I agree, but why stop at eschatology. Most people in church history didn't believe in justification by faith alone until Luther. Even those who did believe in predestination (Augustine, Aquinas) didn't hold to sola fide. The argument we use against dispensationalism can just as fairly be used against us.

Or more to the point: strict Cocceian covenant theology is not even two centuries older than Darbyism. Anything we say against Darby in terms of novelty just as easily applies to Cocceius.
 
I agree, but why stop at eschatology. Most people in church history didn't believe in justification by faith alone until Luther. Even those who did believe in predestination (Augustine, Aquinas) didn't hold to sola fide. The argument we use against dispensationalism can just as fairly be used against us.

Or more to the point: strict Cocceian covenant theology is not even two centuries older than Darbyism. Anything we say against Darby in terms of novelty just as easily applies to Cocceius.
I'm not aware of any living Cocceians. His distinctives, like the entirely positive nature of the sabbath, the ten commandments being the substance of the covenant of grace, and a sharp contrast between berith and diatheke and between the states of the elect in the old and new testaments, aren't at all popular in the reformed churches.
As far as whether the argument could be applied to Protestant doctrine, I would agree that it could, although to a lesser degree, since there are patristic, medieval, and renaissance humanist witnesses in support of sola fide. Nevertheless, I think all would agree that the argument is not sufficient to prove the falseness of anything, and is fallacious when it is used for such, and is only sufficient to give a cause for concern and further dogmatic investigation, so if the argument were turned against Protestants in a non-fallacious manner, it wouldn't be of too much concern to me, since I believe that Protestant dogma is far more resilient in the face of rigorous scrutiny than dispensational dogma.
 
R. Scott Clark.

But any full-orbed Covenant of Works theology will do. We can find antecedents in church history, but we won't find the system.

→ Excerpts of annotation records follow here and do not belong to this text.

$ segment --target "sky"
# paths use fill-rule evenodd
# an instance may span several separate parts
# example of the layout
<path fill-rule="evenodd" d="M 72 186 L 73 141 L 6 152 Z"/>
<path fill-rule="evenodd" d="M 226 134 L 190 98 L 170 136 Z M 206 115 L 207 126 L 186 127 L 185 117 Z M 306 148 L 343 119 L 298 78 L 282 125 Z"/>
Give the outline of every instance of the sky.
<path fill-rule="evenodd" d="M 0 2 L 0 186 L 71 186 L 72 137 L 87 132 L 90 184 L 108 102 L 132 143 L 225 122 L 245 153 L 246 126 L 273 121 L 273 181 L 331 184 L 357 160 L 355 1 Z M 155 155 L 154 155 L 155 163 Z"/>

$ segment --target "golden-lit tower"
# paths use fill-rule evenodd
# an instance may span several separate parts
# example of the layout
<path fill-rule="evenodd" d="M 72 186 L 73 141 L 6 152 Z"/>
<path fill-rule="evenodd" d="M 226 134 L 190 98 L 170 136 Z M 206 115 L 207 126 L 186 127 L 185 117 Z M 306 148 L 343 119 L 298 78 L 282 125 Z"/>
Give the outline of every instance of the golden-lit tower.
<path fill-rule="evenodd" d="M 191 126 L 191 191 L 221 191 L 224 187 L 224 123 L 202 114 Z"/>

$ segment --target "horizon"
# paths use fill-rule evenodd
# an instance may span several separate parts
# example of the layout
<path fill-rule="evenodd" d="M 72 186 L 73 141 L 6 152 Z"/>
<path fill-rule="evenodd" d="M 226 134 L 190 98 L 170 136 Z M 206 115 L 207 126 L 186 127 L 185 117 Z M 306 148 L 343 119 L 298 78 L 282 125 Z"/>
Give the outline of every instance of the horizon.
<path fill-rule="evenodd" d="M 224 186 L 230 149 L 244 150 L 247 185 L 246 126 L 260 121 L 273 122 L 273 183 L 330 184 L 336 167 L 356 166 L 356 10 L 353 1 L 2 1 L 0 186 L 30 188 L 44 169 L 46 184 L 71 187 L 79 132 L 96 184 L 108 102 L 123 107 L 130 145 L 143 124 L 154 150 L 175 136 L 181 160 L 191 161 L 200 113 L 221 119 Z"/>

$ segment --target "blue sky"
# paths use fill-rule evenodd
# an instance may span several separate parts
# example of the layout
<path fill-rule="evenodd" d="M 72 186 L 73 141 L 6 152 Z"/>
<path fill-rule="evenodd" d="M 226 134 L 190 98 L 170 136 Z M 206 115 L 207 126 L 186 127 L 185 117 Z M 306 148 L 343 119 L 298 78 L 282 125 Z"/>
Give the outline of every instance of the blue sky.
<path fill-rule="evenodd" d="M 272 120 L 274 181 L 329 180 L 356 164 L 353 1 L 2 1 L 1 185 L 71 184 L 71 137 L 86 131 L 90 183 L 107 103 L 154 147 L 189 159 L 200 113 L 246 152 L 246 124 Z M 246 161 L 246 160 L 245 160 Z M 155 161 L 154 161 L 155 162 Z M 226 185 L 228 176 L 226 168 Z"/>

That's all that Dispensationalists like Ryrie claim.
Clark sponsored the republication of the Summa Doctrinae de Foedere et Testamento, but he doesn't to my knowledge advocate any Cocceian distinctives. Imagine the Twitter outrage that would ensue from the WSC crowd if [redacted] taught that the ten commandments are the substance of the covenant of grace.
But I agree that the covenant of works doctrine wasn't developed before the 1580's. Even Perkins, who died ~1602, explicitly contradicted it.
 
If I may ask, where does Perkins contradict the CoW?
Unfortunately I don't remember the citation. I've read more of Catholicus Reformatus than any other work of his, so there's a good chance it's there. The gist of the quote was that the state of the believer is better than the state of Adam because Adam was promised no reward, but only continuation in his present state. I think I misstated things earlier though. Perkins only denied a prelapsarian covenant of works. Of course, the doctrine of the covenant of works that later developed was that Adam's state was probationary, and that for obedience he would be rewarded with incorruptible life.